Nicola's sister Catriona said the death feels like a nightmare that they have still to wake up from.

"I loved her to bits, she was my big sister who did everything for all of us."

According to Catriona, her sister's death came even more as a shock as epilepsy was always just in the background of her sister's life.

"We probably underestimated it because Nicola lived life to the full and was rarely ill, in fact I never witnessed an epileptic fit," she said.

"I spoke to her the night before she died and we laughed about her having a cocktail, she sent me pictures and was just in great form on a work event in London."

Catriona said the situation was "made worse" as she felt it "could have been prevented, if we'd known about the condition.

The family have described the South Eastern Health Trust's response to their daughter's death as "disappointing".

In a correspondence to the family, seen by the BBC the trust said Nicola's annual review did not take place due to "capacity" issues.

The family said they were told that SUDEP is normally discussed at the time of diagnosis and, as this had happened while Nicola lived in Liverpool, the responsibility lay there.

In a letter from her hospital, The Walton Centre, in Liverpool, where she was diagnosed, a letter confirmed there was "no written confirmation that SUDEP was discussed".

"It is therefore not clear whether this was discussed with her and not documented but we have not clearly documented this," it added.

Jo-Ann said the family is left wondering if Nicola had been reviewed as planned would the outcome have been different.

Nicola's death prompted the family to reach out to the charity SUDEP Action.

Jo-Ann said they discovered that many families like theirs hadn't heard of the condition until after their loved ones died.

The National Institute for Health and Care Excellence (NICE), says clinicians should discuss the risk of SUDEP with people who have seizures during sleep and if appropriate to include their families and carers.

Management includes treatment involving anti-seizure medications (ASM), keeping a consistent sleep schedule, and using seizure monitors.

Jane Hanna from charity, SUDEP Action, said patients and their families need to be armed with information.

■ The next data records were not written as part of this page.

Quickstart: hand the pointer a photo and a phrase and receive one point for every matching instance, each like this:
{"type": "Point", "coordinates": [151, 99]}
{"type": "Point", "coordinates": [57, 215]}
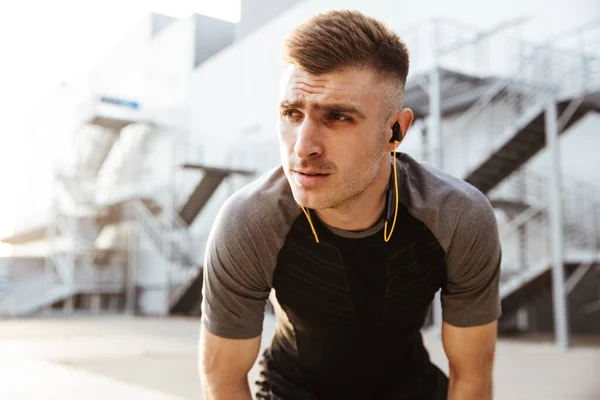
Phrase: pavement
{"type": "Point", "coordinates": [119, 357]}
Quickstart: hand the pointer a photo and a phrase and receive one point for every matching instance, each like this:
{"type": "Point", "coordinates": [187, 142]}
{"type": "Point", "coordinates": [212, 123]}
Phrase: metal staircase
{"type": "Point", "coordinates": [526, 235]}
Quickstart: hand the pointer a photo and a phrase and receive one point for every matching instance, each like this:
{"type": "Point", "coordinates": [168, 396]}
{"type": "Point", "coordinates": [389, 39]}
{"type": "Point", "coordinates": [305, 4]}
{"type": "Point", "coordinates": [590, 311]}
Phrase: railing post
{"type": "Point", "coordinates": [435, 115]}
{"type": "Point", "coordinates": [561, 324]}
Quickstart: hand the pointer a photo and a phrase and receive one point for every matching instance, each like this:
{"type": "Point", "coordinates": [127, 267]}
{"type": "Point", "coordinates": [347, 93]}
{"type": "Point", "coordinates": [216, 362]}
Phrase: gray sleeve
{"type": "Point", "coordinates": [235, 287]}
{"type": "Point", "coordinates": [471, 294]}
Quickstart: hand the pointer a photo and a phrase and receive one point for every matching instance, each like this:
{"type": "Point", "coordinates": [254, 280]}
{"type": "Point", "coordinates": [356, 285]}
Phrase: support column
{"type": "Point", "coordinates": [561, 322]}
{"type": "Point", "coordinates": [69, 305]}
{"type": "Point", "coordinates": [436, 154]}
{"type": "Point", "coordinates": [130, 281]}
{"type": "Point", "coordinates": [95, 303]}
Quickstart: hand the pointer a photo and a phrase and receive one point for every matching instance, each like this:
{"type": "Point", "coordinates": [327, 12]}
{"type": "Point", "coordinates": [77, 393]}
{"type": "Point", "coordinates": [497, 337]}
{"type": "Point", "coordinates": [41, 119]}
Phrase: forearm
{"type": "Point", "coordinates": [470, 390]}
{"type": "Point", "coordinates": [226, 390]}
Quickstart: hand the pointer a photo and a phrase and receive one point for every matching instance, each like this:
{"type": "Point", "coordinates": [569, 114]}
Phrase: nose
{"type": "Point", "coordinates": [308, 140]}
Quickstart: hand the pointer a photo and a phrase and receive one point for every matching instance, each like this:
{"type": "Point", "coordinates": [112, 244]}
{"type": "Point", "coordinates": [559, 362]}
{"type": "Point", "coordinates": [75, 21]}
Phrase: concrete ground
{"type": "Point", "coordinates": [112, 357]}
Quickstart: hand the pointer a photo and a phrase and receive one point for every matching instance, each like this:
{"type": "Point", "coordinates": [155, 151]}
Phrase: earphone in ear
{"type": "Point", "coordinates": [396, 134]}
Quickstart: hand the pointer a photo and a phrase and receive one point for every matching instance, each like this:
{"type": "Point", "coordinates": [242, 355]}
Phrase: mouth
{"type": "Point", "coordinates": [309, 178]}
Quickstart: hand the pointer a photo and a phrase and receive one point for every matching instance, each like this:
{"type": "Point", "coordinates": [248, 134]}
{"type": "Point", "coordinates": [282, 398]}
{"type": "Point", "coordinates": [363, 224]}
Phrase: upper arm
{"type": "Point", "coordinates": [235, 287]}
{"type": "Point", "coordinates": [470, 296]}
{"type": "Point", "coordinates": [225, 360]}
{"type": "Point", "coordinates": [470, 351]}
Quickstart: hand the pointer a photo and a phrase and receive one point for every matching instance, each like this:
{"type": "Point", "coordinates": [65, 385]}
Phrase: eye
{"type": "Point", "coordinates": [291, 114]}
{"type": "Point", "coordinates": [339, 117]}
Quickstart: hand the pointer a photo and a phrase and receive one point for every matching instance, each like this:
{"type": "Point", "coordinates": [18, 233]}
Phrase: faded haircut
{"type": "Point", "coordinates": [341, 39]}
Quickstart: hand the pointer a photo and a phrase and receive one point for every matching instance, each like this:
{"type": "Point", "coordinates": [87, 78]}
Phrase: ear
{"type": "Point", "coordinates": [404, 118]}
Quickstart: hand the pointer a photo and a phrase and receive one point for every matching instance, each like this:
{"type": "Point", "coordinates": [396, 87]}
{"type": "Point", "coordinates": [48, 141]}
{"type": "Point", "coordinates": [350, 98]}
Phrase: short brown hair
{"type": "Point", "coordinates": [339, 39]}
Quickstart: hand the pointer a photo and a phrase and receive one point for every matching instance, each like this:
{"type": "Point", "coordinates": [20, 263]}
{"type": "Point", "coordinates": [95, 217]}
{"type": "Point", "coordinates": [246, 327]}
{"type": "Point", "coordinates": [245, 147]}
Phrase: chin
{"type": "Point", "coordinates": [309, 200]}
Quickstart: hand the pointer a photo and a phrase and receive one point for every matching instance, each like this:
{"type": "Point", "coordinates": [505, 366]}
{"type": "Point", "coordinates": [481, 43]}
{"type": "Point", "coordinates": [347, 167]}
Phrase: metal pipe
{"type": "Point", "coordinates": [436, 150]}
{"type": "Point", "coordinates": [561, 321]}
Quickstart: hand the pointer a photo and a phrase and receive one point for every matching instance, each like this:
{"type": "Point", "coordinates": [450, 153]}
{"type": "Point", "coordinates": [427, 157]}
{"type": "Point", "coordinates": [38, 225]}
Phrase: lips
{"type": "Point", "coordinates": [309, 177]}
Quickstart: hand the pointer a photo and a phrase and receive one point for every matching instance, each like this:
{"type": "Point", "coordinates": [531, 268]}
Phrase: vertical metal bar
{"type": "Point", "coordinates": [435, 115]}
{"type": "Point", "coordinates": [554, 194]}
{"type": "Point", "coordinates": [435, 119]}
{"type": "Point", "coordinates": [131, 267]}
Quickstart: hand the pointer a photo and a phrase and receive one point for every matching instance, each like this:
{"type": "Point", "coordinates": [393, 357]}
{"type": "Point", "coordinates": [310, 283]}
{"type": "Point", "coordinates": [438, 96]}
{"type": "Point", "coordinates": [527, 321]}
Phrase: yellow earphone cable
{"type": "Point", "coordinates": [387, 237]}
{"type": "Point", "coordinates": [311, 225]}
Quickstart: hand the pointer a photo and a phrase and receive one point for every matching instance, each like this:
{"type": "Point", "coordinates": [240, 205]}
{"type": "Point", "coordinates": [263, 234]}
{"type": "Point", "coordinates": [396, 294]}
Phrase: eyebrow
{"type": "Point", "coordinates": [330, 107]}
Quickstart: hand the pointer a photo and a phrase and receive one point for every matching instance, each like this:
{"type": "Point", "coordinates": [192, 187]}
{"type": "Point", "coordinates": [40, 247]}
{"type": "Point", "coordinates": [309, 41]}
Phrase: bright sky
{"type": "Point", "coordinates": [46, 42]}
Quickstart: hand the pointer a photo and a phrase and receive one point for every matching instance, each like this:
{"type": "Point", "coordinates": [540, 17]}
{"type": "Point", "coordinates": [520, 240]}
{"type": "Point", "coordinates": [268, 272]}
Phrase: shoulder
{"type": "Point", "coordinates": [252, 224]}
{"type": "Point", "coordinates": [449, 206]}
{"type": "Point", "coordinates": [264, 203]}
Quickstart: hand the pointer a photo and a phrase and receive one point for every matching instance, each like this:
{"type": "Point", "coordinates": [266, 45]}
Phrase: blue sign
{"type": "Point", "coordinates": [120, 102]}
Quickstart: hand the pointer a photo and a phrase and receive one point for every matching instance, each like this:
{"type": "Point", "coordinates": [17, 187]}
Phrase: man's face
{"type": "Point", "coordinates": [331, 133]}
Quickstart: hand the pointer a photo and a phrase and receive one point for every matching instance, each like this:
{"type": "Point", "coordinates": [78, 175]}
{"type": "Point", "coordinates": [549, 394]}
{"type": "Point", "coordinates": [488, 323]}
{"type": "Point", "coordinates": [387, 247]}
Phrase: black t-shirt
{"type": "Point", "coordinates": [350, 308]}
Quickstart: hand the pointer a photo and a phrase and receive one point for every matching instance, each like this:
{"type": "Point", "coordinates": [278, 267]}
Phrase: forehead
{"type": "Point", "coordinates": [353, 85]}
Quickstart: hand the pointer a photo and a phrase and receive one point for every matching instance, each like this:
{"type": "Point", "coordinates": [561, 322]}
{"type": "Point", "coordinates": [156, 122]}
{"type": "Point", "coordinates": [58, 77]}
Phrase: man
{"type": "Point", "coordinates": [351, 243]}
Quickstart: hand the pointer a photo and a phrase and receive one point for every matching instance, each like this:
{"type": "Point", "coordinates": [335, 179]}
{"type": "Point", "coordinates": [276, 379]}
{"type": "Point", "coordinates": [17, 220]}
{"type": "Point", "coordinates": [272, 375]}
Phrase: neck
{"type": "Point", "coordinates": [364, 210]}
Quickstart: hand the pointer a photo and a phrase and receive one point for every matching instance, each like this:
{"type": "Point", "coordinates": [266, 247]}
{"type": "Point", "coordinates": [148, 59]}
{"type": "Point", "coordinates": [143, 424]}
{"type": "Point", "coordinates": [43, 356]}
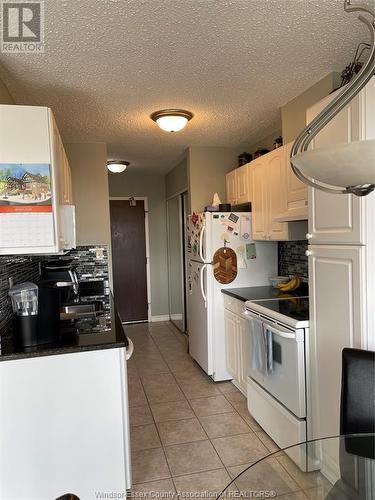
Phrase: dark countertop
{"type": "Point", "coordinates": [263, 292]}
{"type": "Point", "coordinates": [112, 336]}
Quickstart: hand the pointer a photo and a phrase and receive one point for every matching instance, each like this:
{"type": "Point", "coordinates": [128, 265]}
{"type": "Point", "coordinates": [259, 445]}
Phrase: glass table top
{"type": "Point", "coordinates": [335, 468]}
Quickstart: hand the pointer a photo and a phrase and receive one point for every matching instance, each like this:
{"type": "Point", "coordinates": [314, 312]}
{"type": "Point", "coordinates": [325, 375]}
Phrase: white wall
{"type": "Point", "coordinates": [176, 180]}
{"type": "Point", "coordinates": [88, 162]}
{"type": "Point", "coordinates": [293, 114]}
{"type": "Point", "coordinates": [5, 97]}
{"type": "Point", "coordinates": [152, 187]}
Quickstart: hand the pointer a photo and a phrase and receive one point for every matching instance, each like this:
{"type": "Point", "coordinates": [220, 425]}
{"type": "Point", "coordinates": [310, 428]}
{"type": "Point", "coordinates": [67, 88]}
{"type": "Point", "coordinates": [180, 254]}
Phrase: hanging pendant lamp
{"type": "Point", "coordinates": [347, 168]}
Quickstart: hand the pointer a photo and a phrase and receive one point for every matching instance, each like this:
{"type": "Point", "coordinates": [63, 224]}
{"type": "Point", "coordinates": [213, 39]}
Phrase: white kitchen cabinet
{"type": "Point", "coordinates": [64, 425]}
{"type": "Point", "coordinates": [342, 219]}
{"type": "Point", "coordinates": [341, 275]}
{"type": "Point", "coordinates": [238, 186]}
{"type": "Point", "coordinates": [296, 193]}
{"type": "Point", "coordinates": [231, 187]}
{"type": "Point", "coordinates": [277, 202]}
{"type": "Point", "coordinates": [259, 202]}
{"type": "Point", "coordinates": [36, 206]}
{"type": "Point", "coordinates": [338, 317]}
{"type": "Point", "coordinates": [269, 199]}
{"type": "Point", "coordinates": [236, 344]}
{"type": "Point", "coordinates": [243, 184]}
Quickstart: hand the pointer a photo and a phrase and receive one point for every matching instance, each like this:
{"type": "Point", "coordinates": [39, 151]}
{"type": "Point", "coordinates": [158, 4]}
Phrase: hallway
{"type": "Point", "coordinates": [191, 435]}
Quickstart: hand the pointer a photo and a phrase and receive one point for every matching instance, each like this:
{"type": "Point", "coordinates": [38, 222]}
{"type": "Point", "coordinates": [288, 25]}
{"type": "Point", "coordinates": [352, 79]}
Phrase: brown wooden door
{"type": "Point", "coordinates": [129, 259]}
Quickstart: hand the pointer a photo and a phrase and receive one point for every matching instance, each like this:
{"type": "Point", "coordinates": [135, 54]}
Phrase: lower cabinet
{"type": "Point", "coordinates": [236, 344]}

"Epilepsy is a cliff edge condition, so while some people may seem really well, if their epilepsy is out of kilter, there is this risk of sudden death."

She said deaths can be prevented with more awareness.

The charity has several tools to support patients and clinicians including a digital app and a check list, so patients can track their symptoms and know what their personal risks are and lower them.

It also provides more information for clinicians to manage patients, to intervene in their care and even refer them on.

Families have told the charity that SUDEP is rarely explained to patients by doctors.

In a report into a SUDEP related death in England, Dorset coroner Brendan Allen urged the government to ensure doctors are trained on the condition and to discuss it with patients.